A major emphasis of CFC Solutions’ fuel cell programme has been to reduce manufacturing costs, so that the cost/kW can be kept as low as possible. The design of the HotModule has made it possible to integrate many components into the central steel container that had previously been located outside of it. Thus, the HotModule has a much simpler design, and operates with fewer of these peripheral items.
As in all fuel cells, the electrochemical process is based on a reaction between hydrogen and oxygen, which releases electric power and heat. On the cathode side of the fuel cell, ambient oxygen is reduced and the oxygen ions combine with carbon dioxide to form carbonate ions, which then migrate via the electrolyte to the anode.
Here, they react with the hydrogen to form water and carbon dioxide. Electron surplus forms at the anode, a voltage is created between the anode and the cathode and a current flows. The oxygen is present in the air, but the hydrogen must first be released from the methane-containing biogas. This involves a reforming process that takes place in the fuel cell stack.
In the process the biogas and water are brought together and hydrogen is released. The reformation and the electrochemical process both occur at 650 °C, making the HotModule a high-temperature fuel cell.
Furthermore, the HotModule operates directly with either biogas or natural gas reaching a net electrical efficiency of 47 per cent, and depending on the heat usage an overall efficiency of 70 per cent can be achieved.
The central steel container houses the hoirzontally configured stack of fuel cells
The emissions from the fuel cell system are classified as exhaust air in accordance with the Federal Emission Control Act (Bundes-Immisionsschutzgesetz, BImSchG).

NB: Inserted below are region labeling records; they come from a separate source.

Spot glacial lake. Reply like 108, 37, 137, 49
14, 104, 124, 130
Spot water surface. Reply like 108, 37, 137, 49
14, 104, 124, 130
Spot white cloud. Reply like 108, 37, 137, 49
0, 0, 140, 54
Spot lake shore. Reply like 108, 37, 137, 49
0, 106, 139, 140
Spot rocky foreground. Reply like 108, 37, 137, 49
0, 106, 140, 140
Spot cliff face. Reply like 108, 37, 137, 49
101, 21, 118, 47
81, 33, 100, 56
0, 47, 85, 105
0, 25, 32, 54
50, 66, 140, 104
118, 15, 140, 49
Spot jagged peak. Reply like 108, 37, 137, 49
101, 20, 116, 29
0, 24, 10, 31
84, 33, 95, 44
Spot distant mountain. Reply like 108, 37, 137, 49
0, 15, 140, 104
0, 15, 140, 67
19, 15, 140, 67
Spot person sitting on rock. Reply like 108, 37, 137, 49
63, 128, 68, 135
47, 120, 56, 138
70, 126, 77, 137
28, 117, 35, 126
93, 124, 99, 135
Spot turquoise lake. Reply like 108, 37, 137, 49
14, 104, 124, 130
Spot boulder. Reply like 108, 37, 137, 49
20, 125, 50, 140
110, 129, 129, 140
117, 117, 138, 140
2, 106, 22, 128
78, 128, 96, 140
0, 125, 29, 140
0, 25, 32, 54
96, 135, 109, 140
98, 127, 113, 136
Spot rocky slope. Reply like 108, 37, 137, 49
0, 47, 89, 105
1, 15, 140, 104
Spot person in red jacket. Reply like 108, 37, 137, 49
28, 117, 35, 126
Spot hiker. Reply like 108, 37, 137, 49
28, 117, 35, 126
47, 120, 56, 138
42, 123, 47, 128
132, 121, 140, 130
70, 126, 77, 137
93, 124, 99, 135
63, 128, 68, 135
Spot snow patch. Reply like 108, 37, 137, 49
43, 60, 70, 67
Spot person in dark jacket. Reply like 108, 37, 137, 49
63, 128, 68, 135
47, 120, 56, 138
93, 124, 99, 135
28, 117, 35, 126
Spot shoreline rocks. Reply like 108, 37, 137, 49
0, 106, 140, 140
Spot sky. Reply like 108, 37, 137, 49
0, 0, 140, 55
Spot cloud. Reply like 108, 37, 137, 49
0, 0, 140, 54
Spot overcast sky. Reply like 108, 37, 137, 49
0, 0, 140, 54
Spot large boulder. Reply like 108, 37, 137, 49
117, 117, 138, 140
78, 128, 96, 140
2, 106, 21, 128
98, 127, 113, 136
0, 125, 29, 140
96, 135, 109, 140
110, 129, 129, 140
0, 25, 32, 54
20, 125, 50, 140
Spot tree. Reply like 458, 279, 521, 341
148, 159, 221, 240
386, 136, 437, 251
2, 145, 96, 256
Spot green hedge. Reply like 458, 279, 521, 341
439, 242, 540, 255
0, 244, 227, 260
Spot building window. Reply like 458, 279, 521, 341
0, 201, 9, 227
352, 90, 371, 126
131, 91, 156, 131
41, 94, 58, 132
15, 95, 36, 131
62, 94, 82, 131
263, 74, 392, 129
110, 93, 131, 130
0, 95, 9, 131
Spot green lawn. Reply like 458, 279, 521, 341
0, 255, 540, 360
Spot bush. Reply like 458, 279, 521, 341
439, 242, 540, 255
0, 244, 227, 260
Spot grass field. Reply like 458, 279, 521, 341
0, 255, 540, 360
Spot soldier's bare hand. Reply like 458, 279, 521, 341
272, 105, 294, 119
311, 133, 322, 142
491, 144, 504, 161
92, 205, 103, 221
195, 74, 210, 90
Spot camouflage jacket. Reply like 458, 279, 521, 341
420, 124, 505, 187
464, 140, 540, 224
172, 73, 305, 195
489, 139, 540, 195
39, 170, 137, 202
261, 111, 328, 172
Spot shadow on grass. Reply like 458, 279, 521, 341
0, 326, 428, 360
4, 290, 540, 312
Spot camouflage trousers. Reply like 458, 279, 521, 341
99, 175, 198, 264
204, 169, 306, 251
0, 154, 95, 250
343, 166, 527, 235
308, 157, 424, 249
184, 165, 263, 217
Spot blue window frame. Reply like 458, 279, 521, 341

This is because the waste gas primarily contains air, water vapour and a low level of carbon dioxide. The hot exhaust air is above 400 °C, and is utilized via a heat exchanger system.

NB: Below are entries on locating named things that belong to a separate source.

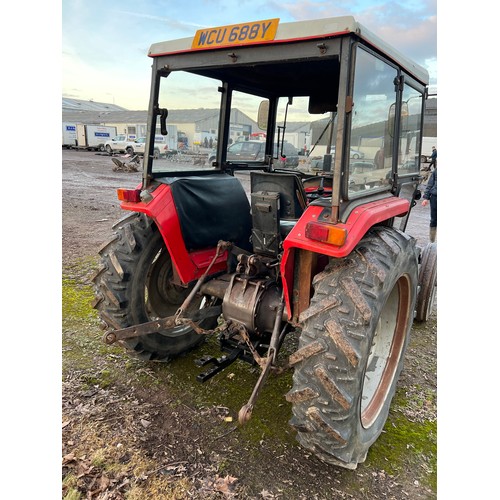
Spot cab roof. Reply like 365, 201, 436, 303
148, 16, 429, 85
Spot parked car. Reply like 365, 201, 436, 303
208, 140, 299, 167
311, 148, 366, 170
104, 134, 135, 154
332, 148, 365, 160
134, 136, 167, 159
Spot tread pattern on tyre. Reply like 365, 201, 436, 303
415, 243, 437, 322
286, 228, 417, 469
93, 213, 216, 361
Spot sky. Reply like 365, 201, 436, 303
62, 0, 437, 110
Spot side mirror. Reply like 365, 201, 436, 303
257, 100, 269, 130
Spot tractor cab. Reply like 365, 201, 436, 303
143, 17, 428, 228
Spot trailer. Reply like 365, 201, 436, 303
75, 123, 116, 151
62, 122, 77, 149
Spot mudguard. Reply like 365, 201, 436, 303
281, 197, 410, 317
121, 174, 251, 284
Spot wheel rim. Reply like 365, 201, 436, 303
144, 249, 190, 320
361, 276, 412, 428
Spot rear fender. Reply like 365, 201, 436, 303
281, 197, 410, 321
121, 184, 228, 284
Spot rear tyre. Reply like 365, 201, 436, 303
286, 228, 418, 469
415, 243, 437, 321
94, 214, 217, 361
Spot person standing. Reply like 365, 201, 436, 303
422, 168, 437, 243
429, 146, 437, 170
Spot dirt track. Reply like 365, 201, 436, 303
62, 151, 436, 500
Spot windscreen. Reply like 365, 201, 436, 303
150, 72, 221, 174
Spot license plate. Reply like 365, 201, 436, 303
191, 18, 279, 49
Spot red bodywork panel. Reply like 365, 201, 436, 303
121, 184, 227, 284
121, 184, 410, 318
281, 197, 410, 318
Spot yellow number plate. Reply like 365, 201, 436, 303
191, 18, 279, 49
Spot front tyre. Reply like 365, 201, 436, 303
287, 228, 418, 469
94, 213, 217, 361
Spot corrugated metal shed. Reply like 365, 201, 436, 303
62, 97, 125, 111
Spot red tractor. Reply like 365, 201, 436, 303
94, 17, 436, 469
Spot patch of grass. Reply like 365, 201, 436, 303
366, 397, 437, 492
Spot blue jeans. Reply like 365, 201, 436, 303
429, 194, 437, 227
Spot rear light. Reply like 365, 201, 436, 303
306, 222, 347, 247
116, 188, 141, 203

The HotModule has been in operation in the Leonberg digestion plant since September 2006, operating with more than a 200 kW output. By the beginning of this year, it has accumulated 2500 operating hours, and a total of 320 MW of electricity has been fed into the electrical grid.
CFC Solutions GmbH had a number of partners in the project, which RWE Fuel Cells GmbH, which acted as prime contractor for the overall fuel cell system; WMC and EnBW Energie Baden-Württemberg. WMC established a subsidiary named Biogas-Brennstoffzellen GmbH for the construction and operation of the fuel cell.
The project was regarded as a demonstration project, so more than 80 per cent of the total cost was financed by the Federal Republic of Germany, the State of Baden-Württemberg, EnBW Energie Baden-Württemberg, RWE Fuel Cells GmbH and DaimlerChrysler AG.
In addition, consultation support was provided by the Wirtschaftsförderung (Economic Development Corporation) of the Stuttgart Region, the Kompetenz- und Innovationszentrum Brennstoffzelle (Fuel Cell Competence and Innovation Centre), and the German Aerospace Centre. The remainder of the investment cost of the project was borne by the Waste Management Corporation, which includes a share of the fuel cell costs and expenditures relating to the installation of the fuel cell in the digestion plant and operational infrastructure.
With the objective of giving public recognition to outstanding developments in fuel cell technology and stimulating further development, the Environment Ministry of Baden-Württemberg and Wirtschaftsförderung Region Stuttgart GmbH joined forces with EnBW Energie Baden-Württemberg to issue the ‘f-cell’ award, which was founded by the State of Baden-Württemberg. The award is given in recognition of practically-oriented developments in the innovative sector of fuel cells.
The commitment of the Waste Management Corp-oration to the Leonberg biogas project was recognized when it was awarded the third-place f-cell bronze award.